Примеры такого рода на каждом шагу. Но вот, пожалуй, самый яркий. «Комсомольская правда» поместила однажды интересный репортаж о подвиге известного офтальмолога профессора Святослава Федорова. Меня этот материал заинтересовал еще и потому, что с Федоровым мы учились когда-то на одном курсе. Сейчас ему в Москве построили целый институт из стекла и бетона. Но он запер помещение на замок, собрал свою блестящую свиту и предложил профессорам и доцентам начать деятельность с осмотра слепых города Москвы.
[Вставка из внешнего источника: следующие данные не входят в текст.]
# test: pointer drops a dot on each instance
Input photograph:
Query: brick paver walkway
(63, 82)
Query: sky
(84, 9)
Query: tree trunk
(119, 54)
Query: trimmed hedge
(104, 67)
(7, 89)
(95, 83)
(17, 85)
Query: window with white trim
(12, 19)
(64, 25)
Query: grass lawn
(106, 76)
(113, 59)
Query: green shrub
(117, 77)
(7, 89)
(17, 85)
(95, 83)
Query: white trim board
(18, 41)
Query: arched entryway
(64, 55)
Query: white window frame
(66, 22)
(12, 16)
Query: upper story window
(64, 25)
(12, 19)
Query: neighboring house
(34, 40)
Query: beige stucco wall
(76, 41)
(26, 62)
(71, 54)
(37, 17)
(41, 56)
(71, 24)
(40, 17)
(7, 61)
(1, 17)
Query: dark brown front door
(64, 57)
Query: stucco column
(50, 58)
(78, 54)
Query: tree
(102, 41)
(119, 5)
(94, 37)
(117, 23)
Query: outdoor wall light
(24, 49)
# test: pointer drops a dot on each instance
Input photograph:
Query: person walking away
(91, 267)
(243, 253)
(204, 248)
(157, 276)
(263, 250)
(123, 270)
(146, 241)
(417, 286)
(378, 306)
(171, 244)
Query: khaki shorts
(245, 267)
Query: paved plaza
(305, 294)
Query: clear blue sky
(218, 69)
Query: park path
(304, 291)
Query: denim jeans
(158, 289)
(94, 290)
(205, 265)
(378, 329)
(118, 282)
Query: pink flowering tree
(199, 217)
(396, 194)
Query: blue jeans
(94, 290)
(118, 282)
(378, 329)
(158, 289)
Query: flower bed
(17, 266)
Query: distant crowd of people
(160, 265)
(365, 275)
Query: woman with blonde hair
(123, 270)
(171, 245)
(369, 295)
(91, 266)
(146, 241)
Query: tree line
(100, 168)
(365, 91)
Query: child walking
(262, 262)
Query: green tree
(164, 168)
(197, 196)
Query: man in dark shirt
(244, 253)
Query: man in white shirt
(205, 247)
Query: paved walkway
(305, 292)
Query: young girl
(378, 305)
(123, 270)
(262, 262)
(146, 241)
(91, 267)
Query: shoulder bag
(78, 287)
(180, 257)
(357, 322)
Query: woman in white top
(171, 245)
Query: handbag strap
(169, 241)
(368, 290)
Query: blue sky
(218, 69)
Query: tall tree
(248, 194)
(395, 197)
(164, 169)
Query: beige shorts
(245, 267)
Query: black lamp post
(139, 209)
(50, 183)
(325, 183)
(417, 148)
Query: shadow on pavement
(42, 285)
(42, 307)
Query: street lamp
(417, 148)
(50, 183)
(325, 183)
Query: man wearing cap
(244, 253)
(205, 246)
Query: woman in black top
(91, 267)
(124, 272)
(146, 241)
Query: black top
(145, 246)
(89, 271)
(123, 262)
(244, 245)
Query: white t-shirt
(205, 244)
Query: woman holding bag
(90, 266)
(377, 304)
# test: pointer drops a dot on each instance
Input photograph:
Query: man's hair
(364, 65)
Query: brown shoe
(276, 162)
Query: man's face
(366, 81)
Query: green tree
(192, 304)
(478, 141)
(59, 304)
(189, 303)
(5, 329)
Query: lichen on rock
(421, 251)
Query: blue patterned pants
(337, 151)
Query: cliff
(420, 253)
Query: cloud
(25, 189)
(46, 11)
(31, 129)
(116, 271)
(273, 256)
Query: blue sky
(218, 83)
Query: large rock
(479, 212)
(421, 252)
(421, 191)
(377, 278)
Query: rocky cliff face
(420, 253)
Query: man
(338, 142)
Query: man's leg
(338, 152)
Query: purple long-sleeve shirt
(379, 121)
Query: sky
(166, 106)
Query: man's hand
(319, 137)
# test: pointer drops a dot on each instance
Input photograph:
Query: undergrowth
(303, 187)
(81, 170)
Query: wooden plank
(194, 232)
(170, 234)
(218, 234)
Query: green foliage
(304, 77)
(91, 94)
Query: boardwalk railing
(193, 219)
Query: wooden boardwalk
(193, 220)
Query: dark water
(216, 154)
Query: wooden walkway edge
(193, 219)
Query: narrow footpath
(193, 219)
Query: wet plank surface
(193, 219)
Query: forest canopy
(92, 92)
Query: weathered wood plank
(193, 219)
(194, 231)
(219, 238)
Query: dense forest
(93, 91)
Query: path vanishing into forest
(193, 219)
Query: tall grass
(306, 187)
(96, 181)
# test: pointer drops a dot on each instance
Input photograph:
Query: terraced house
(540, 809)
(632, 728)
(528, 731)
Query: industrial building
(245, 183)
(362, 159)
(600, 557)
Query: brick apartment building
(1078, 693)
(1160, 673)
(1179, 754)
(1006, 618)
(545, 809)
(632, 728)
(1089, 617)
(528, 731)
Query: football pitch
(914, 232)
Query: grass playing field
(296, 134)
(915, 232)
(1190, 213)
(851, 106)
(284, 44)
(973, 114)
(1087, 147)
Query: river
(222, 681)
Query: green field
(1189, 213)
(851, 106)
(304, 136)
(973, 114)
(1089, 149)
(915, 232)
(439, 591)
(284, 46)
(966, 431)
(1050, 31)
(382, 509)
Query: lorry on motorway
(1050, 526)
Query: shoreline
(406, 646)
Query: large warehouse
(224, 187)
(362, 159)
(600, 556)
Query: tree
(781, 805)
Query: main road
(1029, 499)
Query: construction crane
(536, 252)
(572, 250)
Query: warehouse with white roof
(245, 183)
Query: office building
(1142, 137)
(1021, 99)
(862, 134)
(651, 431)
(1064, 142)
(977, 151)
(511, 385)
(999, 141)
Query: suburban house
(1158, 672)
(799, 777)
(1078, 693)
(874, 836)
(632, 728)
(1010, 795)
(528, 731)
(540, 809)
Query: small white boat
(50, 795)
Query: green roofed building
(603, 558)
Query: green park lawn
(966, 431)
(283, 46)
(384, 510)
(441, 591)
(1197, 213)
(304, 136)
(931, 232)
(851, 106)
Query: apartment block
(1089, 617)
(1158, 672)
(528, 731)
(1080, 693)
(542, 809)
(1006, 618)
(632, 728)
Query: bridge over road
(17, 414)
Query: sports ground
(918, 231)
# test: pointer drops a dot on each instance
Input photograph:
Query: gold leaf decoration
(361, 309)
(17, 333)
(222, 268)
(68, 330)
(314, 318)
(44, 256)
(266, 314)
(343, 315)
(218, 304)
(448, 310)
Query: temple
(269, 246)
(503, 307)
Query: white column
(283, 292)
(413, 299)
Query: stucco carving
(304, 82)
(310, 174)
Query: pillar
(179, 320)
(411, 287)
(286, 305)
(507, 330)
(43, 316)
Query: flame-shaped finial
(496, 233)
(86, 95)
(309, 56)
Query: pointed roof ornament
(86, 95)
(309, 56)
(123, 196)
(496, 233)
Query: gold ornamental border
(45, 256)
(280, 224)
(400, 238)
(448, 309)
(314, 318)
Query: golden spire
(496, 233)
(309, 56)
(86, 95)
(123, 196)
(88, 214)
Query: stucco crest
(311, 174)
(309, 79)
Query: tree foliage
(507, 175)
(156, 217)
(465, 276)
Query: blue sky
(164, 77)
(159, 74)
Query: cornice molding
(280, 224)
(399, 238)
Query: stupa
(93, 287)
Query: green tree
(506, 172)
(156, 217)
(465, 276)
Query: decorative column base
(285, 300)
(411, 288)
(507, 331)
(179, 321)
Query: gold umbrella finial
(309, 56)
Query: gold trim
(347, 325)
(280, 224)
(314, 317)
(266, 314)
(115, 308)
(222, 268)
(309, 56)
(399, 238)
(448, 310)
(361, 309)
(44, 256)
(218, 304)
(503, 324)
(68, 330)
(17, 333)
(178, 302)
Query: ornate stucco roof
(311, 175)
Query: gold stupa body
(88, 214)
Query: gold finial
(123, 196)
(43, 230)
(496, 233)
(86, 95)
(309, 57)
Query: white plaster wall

На что рассчитывал Федоров? Зная примерно его взгляды и установки (а он человек очень земной и «академическим кретинизмом» никак не страдает), я думаю, он рассчитывал на перепад квалификации. В самом деле, поликлинические врачи-бедолаги не могут сравниться с доцентами, профессорами и просто талантливыми офтальмологами, которых Федоров отобрал к себе в институт. Расчет оправдался. Среди нескольких тысяч слепых города Москвы (а обнаружить их не стоило большого труда, потому что все они получают пенсию) удалось обнаружить около двухсот человек, которым на современном уровне науки можно было вернуть зрение. Что Федоров со своими коллегами и сделал. Газета писала: среди оперированных были пациенты с врожденной слепотой, которые впервые увидели мир и свет. Были жертвы войны и недавно ослепшие. Всех этих людей Федоров вывел из вечной темницы на свет божий.
Этот случай я вспомнил, стоя на раскаленном асфальте во дворе большого комбината слепых, куда прибыл вместе с завхозом и с намерениями совсем прозаическими — достать щелок для диспансера. Оглядел двор и заметил невдалеке знакомую полусогнутую фигуру председателя офтальмологического ВТЭКа по фамилии Несчастная. Эта фамилия очень хорошо отражает ее личную жизнь, гармонирует с ее внешностью, голосом, выражением глаз. С ней мы тоже учились вместе. И я подумал, что бытие определяет сознание, по-видимому, не у всех одинаково. Вот учились в одном институте, слушали одних и тех же профессоров, ходили на одни и те же практические занятия, сообща сдавали экзамены, занимались офтальмологией. Но один стал профессором Федоровым, а другая осталась Несчастной. Один взлетел к вершинам науки, другая ковыряется в низинах ВТЭКа. Ужи и Соколы. Буревестники и Гагары. Так я подумал и, надо сказать, ошибся. Совсем не проста оказалась эта Несчастная. Желая подзадорить или даже подразнить, я сказал: «Читала, какую хохму отколол Слава Федоров в Москве?».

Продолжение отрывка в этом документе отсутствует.